• yeni bir yazar. beşiktaşlıymış da. hoşgelmiş.
  • söz verdiğim gibi bilmem kaçıncı entarimle burdayım. bahsi geçen söz zaten sayıdan ziyade burda olmam üzerineydi. gerçi söze gerek var mı, ben burda olurum elbet. değil mi ki o burda ne zaman ruhumu çevirsem. neyse baştan duygu seli yapmıycam, gülümsetmek için girilen bir entry bu(tanım bile yaptım sayılır, sana dair her şey eksiksiz gibi)
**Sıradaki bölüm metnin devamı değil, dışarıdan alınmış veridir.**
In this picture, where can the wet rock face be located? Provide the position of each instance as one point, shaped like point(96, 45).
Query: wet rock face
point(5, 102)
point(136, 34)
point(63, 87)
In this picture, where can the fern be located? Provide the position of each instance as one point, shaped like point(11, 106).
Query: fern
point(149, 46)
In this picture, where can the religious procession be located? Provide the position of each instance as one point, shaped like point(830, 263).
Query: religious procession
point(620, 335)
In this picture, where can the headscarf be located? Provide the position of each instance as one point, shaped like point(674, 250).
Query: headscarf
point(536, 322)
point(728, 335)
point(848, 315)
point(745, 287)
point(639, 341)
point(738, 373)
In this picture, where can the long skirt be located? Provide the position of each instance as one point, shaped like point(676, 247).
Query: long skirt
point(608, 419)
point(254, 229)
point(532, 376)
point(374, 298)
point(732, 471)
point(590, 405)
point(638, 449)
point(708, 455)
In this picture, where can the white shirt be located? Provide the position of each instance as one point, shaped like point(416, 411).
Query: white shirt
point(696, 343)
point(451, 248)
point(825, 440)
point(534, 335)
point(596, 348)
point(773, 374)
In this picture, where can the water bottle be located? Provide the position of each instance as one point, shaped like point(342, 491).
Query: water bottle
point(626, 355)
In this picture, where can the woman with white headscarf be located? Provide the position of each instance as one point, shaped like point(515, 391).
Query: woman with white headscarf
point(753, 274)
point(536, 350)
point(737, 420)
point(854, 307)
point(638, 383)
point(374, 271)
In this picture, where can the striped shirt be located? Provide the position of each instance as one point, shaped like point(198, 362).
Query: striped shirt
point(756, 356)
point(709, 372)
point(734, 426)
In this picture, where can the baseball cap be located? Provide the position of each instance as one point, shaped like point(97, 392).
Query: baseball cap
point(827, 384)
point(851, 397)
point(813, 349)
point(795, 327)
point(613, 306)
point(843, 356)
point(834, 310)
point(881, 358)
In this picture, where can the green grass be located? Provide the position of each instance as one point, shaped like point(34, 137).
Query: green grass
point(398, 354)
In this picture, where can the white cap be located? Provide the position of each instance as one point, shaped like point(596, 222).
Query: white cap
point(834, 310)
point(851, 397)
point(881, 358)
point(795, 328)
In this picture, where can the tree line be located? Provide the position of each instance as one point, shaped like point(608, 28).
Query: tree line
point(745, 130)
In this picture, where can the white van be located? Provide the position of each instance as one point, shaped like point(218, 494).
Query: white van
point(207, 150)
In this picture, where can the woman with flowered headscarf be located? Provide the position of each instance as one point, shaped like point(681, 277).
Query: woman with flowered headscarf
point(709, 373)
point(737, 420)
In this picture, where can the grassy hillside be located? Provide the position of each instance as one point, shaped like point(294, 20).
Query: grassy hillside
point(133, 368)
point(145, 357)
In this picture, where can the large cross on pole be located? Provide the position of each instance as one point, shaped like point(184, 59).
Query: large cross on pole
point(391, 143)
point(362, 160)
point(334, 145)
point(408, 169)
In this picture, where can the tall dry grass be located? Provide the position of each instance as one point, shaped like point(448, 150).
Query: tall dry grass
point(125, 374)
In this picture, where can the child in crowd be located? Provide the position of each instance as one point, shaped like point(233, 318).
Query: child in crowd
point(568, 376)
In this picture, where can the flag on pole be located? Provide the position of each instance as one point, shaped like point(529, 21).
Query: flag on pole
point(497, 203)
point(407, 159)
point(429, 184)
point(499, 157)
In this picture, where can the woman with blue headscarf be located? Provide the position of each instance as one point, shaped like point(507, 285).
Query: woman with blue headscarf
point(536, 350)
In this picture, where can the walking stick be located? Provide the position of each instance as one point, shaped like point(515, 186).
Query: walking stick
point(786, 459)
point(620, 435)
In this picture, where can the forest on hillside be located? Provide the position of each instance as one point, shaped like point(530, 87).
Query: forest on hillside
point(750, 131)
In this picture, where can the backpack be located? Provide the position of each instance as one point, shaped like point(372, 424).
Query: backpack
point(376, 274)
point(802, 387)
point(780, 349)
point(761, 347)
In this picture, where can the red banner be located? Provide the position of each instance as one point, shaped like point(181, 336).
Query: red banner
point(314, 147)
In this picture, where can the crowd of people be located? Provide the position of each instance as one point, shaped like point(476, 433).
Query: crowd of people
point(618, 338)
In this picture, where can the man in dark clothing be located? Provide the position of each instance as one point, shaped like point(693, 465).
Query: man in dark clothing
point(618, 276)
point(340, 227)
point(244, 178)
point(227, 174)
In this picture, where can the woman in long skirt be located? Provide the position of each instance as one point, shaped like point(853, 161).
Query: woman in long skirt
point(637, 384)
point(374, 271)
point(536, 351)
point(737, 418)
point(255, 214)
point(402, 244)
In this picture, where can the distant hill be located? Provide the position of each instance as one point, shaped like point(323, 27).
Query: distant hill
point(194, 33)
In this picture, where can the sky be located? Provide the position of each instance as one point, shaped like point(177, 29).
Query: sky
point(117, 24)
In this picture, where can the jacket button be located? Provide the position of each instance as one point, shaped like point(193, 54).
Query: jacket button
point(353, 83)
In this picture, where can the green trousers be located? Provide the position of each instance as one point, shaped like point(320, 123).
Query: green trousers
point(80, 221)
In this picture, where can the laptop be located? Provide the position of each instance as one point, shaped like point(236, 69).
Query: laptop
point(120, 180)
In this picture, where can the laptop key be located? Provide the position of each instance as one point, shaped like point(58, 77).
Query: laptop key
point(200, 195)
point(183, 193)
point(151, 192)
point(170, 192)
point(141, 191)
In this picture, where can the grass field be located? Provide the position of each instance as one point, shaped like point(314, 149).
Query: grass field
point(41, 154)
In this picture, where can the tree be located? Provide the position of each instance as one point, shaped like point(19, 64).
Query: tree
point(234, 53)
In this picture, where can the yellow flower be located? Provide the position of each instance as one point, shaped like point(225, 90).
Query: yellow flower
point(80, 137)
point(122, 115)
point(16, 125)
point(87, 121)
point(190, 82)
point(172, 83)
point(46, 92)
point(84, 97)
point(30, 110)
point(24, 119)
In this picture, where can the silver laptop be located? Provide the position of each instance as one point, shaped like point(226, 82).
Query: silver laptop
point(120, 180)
    fonda açtım yann tiersen'i yardırıcam azıcık. j'y suis jamais alle. diyor ki hiç gitmemiş oraya. demek ki hiç gelmemiş birilerine. düşünüyorum, ulan diyorum hiç gelmeyenler de var. ya hiç gelmeseydi? en beklemediğim anda, tam da demek ki bu kadarmış bu dostluk sektörü diye kabullendiğim anda çarptı balonlarını suratıma. kendine gel dedi, ben burdayım dedi, al bu balonlar sana dedi, hep uçuyor bunlar sihirledim de geldim dedi, al bak bu da kendim sodadır iyidir için ferahlar dedi. çağırıyordum ya uzunca zamandır çaktırmadan, aldım koydum cebime ben de hepsini. ara ara çıkardım baktım dedim bana mı verildi bunlar, böyle güzellikler var mıymış? ne diyordu o hüzünlü filmde; "çok kıymetli bir şey bulursun, sonra bulduğuna pişman olursun, çünkü nereye koyacağını bilemezsin." öyle mi? henüz hiç pişman olmadım be soda. ama korktum, çok korktum. kendimi kandırmaktan, ya da daha kötüsü bile bile hoyrat kullanmaktan, mahvetmekten bu güzelliği. korkuyorum da hala. biz hayvanlar bi tuhafızdır, güzelleştirmeyi bildiğimiz gibi yok etmeyi de iyi biliriz. seve seve parçalarız o çok kıymetli şeyi, kaybedince de kötüleriz ardından "bir matahmış gibi".

    bu şarkı da oldukça ilginçtir mesela. oldukça ritmik, çocuksu hatta neşeli melodisinin ardında ne bulup da çıkarıyorsam ağlamaklı oluyorum. biz seninle en çok gülüyoruz aslında, ama seni ne zaman hakikaten düşünsem bir hüzün doluyor içime. varlığında yokluğunu üzüyorum iyi ki var diyorum, iyi ki var. belki de bu yüzden bu şarkıyı seçtim sana seni anlatmak için. çok güzel tınıyorsun ruhumda, hiç gitme olur mu oraya?